The Sequence Module

The seq Module

In bioinformatics, biological sequence data occurs in 3 different ways: As a single sequences, lists of sequences and in form of sequence alignments. These 3 ways of looking at sequence data is encoded in the seq module by 3 different classes. The simplest of this classes is the SequenceHandle, representing a single sequence. To represent a list of sequences, the module provides the SequenceList class and alignment-based data is represented by AlignmentHandle. The main difference between the SequenceList and AlignmentHandle classes is, that the sequence list classes are mainly used sequence-wise, while in Alignments one often looks at an aligned column.

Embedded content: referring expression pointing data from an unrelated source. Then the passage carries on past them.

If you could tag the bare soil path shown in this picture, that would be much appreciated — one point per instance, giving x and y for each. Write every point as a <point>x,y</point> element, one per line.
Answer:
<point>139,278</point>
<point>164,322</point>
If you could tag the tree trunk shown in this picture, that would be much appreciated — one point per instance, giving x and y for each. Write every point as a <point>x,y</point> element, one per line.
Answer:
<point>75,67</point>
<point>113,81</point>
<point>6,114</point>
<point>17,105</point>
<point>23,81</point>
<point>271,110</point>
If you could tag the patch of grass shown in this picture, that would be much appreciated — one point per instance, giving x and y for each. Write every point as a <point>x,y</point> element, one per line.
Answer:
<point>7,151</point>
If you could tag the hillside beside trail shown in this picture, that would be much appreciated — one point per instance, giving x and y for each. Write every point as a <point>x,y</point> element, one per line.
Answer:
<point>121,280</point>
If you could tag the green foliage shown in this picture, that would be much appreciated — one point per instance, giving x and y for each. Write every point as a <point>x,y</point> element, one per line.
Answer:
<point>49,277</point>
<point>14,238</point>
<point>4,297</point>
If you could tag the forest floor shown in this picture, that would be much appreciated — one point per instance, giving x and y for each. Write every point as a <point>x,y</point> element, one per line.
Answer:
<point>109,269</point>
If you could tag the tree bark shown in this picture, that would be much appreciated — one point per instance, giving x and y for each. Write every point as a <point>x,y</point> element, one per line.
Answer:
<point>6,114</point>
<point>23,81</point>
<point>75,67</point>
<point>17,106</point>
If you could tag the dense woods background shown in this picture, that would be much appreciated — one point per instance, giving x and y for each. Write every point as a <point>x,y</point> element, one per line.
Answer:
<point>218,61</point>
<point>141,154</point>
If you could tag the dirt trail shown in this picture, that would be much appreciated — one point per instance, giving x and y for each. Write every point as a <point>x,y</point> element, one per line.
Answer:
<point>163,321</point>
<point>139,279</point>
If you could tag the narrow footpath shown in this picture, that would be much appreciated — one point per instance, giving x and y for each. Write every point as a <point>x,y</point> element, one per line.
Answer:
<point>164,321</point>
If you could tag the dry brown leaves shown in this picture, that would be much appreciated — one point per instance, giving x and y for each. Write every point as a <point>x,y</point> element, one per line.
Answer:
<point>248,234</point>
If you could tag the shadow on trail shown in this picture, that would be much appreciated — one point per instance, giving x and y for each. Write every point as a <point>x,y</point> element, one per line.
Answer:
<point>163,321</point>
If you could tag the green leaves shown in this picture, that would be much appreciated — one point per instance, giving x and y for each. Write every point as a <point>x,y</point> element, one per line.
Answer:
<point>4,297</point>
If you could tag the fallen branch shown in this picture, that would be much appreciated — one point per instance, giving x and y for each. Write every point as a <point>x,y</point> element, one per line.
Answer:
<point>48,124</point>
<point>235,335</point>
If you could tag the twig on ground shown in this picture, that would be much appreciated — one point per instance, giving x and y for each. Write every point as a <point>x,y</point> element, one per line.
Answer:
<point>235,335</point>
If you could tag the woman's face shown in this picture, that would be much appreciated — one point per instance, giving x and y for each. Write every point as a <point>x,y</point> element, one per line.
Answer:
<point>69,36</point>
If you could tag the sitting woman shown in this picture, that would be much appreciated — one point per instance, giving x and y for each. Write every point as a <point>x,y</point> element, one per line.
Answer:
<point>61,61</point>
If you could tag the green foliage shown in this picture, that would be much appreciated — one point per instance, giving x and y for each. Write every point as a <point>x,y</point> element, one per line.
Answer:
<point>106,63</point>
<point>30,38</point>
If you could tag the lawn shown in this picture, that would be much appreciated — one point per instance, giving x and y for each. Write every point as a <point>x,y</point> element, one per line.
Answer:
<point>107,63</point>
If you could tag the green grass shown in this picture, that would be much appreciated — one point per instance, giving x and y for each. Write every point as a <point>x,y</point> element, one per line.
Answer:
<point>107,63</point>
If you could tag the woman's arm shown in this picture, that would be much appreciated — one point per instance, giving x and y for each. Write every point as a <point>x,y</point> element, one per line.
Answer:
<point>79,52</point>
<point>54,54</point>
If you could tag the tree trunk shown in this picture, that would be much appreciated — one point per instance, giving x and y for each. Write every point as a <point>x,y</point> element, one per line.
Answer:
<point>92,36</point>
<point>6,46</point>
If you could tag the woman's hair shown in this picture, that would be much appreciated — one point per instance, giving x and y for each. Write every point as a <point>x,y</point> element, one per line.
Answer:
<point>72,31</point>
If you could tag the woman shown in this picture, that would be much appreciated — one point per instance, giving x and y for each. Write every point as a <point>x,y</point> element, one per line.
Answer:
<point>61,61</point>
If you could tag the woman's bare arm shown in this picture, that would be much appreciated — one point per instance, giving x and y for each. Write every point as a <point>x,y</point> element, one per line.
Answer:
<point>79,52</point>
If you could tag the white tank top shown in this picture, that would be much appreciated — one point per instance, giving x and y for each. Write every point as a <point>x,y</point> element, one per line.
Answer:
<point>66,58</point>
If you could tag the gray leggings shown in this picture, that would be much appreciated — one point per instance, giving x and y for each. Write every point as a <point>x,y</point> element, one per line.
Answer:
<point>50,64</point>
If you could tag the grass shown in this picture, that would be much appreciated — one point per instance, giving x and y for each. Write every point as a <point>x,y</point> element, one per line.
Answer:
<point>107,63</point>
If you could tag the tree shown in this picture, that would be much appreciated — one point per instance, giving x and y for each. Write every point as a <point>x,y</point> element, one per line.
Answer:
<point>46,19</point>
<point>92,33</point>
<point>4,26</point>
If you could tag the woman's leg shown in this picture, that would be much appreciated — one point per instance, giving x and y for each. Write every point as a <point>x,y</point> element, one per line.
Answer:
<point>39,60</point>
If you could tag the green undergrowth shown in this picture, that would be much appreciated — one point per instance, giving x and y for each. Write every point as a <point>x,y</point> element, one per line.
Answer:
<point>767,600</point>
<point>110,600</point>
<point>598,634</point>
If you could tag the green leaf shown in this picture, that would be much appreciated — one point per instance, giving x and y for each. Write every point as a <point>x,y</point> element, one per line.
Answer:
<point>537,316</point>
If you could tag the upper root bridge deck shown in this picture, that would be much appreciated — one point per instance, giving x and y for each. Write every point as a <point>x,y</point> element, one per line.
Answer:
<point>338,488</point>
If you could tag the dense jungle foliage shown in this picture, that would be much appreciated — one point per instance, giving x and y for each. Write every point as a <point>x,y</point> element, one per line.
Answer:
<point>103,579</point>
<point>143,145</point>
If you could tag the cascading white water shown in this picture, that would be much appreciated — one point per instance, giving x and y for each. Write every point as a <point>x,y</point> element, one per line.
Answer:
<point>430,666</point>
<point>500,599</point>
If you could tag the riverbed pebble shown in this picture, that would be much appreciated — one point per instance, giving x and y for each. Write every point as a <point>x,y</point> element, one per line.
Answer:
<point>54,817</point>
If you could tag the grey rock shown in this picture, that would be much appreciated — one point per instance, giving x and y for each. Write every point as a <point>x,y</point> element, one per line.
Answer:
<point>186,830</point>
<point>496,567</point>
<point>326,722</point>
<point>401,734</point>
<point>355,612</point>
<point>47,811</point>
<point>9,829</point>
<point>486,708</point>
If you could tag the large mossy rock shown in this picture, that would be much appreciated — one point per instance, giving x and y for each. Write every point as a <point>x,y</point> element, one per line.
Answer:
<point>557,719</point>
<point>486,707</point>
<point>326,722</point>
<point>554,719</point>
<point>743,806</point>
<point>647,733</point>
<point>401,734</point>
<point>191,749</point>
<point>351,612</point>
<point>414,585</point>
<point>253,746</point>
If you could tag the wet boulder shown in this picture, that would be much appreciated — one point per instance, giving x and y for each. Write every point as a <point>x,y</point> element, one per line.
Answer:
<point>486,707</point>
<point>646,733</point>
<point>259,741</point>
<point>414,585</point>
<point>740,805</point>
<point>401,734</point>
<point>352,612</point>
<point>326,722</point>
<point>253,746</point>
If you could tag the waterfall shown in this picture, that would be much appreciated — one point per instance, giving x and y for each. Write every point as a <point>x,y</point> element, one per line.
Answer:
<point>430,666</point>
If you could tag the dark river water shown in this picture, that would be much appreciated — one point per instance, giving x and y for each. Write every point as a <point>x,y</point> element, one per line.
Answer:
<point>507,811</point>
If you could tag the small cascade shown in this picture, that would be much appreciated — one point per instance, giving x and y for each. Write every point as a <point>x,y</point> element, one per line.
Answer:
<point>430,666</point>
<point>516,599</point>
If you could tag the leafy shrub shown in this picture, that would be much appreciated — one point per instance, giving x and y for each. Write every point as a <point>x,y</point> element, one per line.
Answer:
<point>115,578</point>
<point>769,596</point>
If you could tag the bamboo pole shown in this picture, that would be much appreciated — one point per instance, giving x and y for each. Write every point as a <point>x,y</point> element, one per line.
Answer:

This results in a drastically different interface, even if both of them work on lists of sequences.

Sequence IO

Sequence IO is dealt-with in the io module. To load single sequences, use ost::io::LoadSequence(), sequence lists use ost::io::LoadSequenceList(), and alignments use ost::io::LoadAlignment().

Converting between alignments and sequence lists

AlignmentHandle::GetSequences() provides read-only access to a sequence-based view. To create an alignment from a list of sequences, use AlignmentFromSequenceList(const SequenceList&). This method will fail when not all of the sequences have the same length. If the sequence lengths differ, they have to be padded accordingly.